厄年。元ヤン。そんなことはどうでもいい。
とにかく何で
あいつ・・
「年寄り」(敏夫・・29歳。独身。年の割りに妙にジジ臭いのでこのあだ名がついた)にいちいちムカつくまたはいらつかなけりゃいけないんだろう。
まあ、いっか。そのうち、連絡あるさ・・・。
敏夫・・通称「年寄り」が遠くの土地に転勤になってかれこれ一年が経過した。
転勤が決まったときはつい淋しくて年寄りを困らせてしまったが、いまは大分落ち着いて「また」にも耐性がついてきたように思える。
そう考えるとあいつのお陰で、と思う反面またムカついている自分が半ば腹立たしく思える。
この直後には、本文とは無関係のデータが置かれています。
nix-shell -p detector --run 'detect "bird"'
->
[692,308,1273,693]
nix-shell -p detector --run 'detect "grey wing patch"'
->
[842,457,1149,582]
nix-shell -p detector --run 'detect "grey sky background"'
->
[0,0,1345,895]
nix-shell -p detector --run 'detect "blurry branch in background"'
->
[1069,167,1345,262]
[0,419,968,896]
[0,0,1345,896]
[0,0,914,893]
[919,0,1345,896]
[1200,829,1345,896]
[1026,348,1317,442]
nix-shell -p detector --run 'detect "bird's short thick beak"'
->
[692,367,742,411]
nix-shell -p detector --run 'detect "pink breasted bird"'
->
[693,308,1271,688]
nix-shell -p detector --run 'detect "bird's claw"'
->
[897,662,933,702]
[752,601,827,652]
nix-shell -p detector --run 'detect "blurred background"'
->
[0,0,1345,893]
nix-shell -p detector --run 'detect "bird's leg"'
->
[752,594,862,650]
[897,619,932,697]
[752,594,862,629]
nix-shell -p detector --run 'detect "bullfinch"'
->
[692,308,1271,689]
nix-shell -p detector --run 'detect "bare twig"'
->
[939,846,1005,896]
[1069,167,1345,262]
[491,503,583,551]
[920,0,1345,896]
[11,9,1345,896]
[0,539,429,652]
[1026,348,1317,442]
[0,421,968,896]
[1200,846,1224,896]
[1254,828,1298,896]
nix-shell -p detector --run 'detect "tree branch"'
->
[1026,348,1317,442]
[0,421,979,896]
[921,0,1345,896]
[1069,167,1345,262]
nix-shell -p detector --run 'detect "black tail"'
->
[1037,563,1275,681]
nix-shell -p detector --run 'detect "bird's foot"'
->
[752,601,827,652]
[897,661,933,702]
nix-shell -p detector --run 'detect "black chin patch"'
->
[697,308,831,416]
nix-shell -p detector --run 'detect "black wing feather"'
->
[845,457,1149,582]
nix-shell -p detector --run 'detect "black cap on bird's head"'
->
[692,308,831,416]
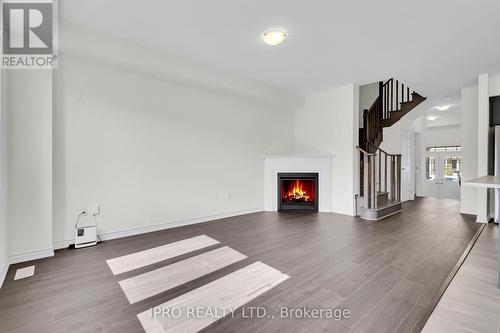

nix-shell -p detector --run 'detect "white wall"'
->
[295,84,359,215]
[54,54,294,243]
[0,71,9,287]
[4,70,52,263]
[460,86,478,215]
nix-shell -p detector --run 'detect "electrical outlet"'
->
[87,204,99,215]
[80,204,99,216]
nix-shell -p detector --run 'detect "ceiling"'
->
[60,0,500,100]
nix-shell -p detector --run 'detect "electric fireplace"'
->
[278,173,319,213]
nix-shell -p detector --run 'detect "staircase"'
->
[356,79,426,220]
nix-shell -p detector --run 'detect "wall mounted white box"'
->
[75,226,97,249]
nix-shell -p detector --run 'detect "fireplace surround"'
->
[277,172,319,213]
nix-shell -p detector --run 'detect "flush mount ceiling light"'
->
[262,29,286,46]
[436,104,451,111]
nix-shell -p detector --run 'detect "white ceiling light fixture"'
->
[262,29,286,46]
[436,104,451,111]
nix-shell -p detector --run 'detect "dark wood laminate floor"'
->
[0,199,479,333]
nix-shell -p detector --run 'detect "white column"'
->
[476,74,490,223]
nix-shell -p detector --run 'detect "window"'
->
[425,157,436,180]
[444,157,461,182]
[425,146,462,153]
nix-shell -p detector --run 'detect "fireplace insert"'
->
[278,173,319,213]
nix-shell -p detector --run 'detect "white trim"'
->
[9,248,54,265]
[54,207,264,250]
[0,263,9,288]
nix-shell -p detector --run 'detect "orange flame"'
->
[287,179,310,201]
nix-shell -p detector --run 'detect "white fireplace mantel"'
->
[264,155,333,212]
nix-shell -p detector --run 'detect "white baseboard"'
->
[9,248,54,265]
[54,207,264,250]
[0,263,9,288]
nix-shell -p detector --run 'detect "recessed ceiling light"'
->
[436,104,451,111]
[262,30,286,46]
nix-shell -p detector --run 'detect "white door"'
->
[401,129,415,202]
[425,152,461,200]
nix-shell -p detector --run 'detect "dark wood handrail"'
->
[366,141,401,156]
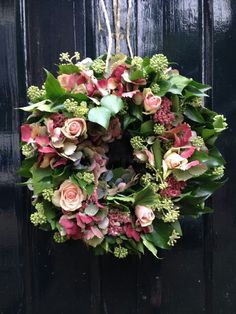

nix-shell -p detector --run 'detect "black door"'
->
[0,0,236,314]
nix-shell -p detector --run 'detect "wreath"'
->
[19,52,227,258]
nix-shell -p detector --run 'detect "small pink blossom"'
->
[135,205,155,227]
[144,92,162,114]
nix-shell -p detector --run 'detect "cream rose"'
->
[164,153,188,169]
[61,118,87,139]
[144,92,161,114]
[52,180,85,212]
[135,205,155,227]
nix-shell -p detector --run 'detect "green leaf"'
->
[140,120,154,135]
[134,186,158,205]
[45,70,66,101]
[123,114,136,130]
[158,81,171,97]
[184,105,205,123]
[88,107,111,129]
[152,139,162,170]
[129,70,143,81]
[101,95,124,115]
[84,204,99,216]
[169,75,191,93]
[141,234,157,257]
[58,64,80,74]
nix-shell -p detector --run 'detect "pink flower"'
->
[135,205,155,227]
[52,180,85,212]
[165,123,192,147]
[59,215,81,240]
[134,149,155,167]
[132,91,144,106]
[57,74,81,92]
[61,118,87,139]
[153,97,175,126]
[144,92,161,114]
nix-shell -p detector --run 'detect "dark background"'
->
[0,0,236,314]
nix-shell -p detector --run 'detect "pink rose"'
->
[135,205,155,227]
[144,92,161,114]
[164,152,188,170]
[57,74,80,92]
[134,149,155,167]
[52,180,85,211]
[61,118,87,139]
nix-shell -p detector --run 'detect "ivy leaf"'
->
[101,95,124,115]
[45,70,66,101]
[88,107,111,129]
[169,75,191,93]
[141,234,157,257]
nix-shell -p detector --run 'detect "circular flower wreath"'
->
[20,53,227,258]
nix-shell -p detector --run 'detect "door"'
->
[0,0,236,314]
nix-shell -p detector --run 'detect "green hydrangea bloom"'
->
[74,101,89,118]
[150,53,169,72]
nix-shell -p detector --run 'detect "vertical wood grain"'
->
[161,0,205,314]
[212,0,236,314]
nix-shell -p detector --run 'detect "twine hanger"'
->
[100,0,133,72]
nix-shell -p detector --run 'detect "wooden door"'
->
[0,0,236,314]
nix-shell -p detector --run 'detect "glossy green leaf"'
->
[88,107,111,129]
[101,95,124,115]
[45,70,66,101]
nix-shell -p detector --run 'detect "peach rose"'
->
[135,205,155,227]
[61,118,87,139]
[144,92,161,114]
[52,180,85,212]
[164,153,188,169]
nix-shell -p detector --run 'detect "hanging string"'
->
[113,0,121,53]
[126,0,134,58]
[100,0,112,72]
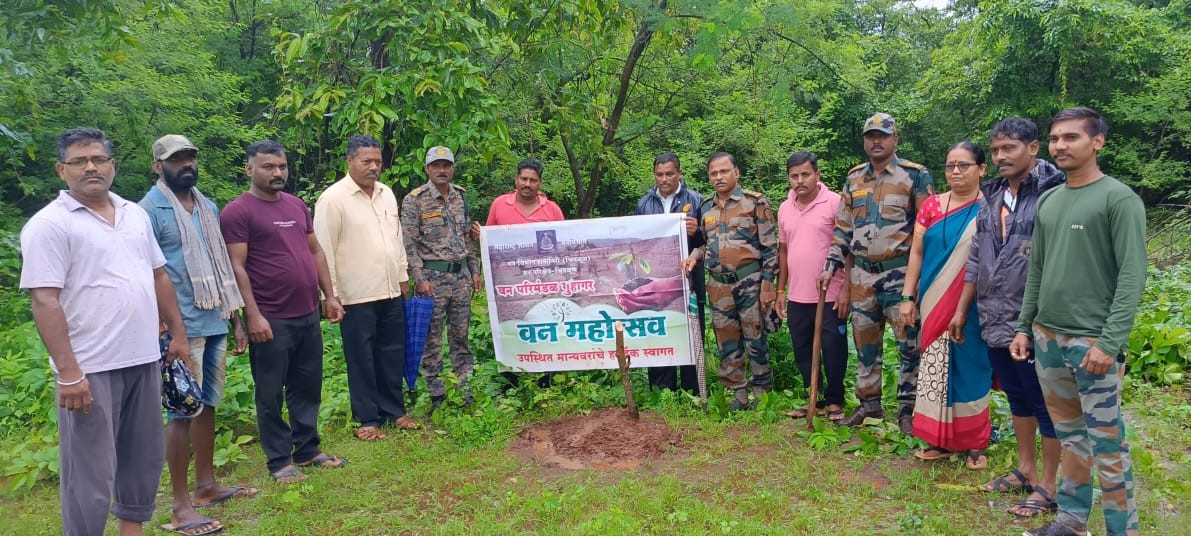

くそう。やっぱりアイツのほうが確かに「年寄り」だよ。
他の同年代の若造の台詞は鼻で蹴散らせるほどの勢いなのだが、どうも
あいつだけは違った空気を持っていて、どうしても
「ジジィ並みの説得力」
にやられてしまうのだ。苦手なタイプ、だ。
ナンパもさぞかしお盛んなことで・・・
「いえいえそんなこと、日常茶飯事ですから(密かに勝利のVサイン)」
ああ、嫌だ。ヤだ。
こうやって妄想に囚われる自分がひどく嫌だ。元々妄想癖が激しい方だが、かなりのエネルギーを消費してしまうし、現にはたからみればあまり係わりを持ちたくない人物だろう。ここで深くうなづいた奴、余計なお世話だ。
あたしのただでさえ超変人的な妄想癖に更に拍車がかかったのは、なんとなくあいつの「声」によるところかもしれない。
いや、多分そうに違いない。
………。
あのムカつく「低音」を聴いていると…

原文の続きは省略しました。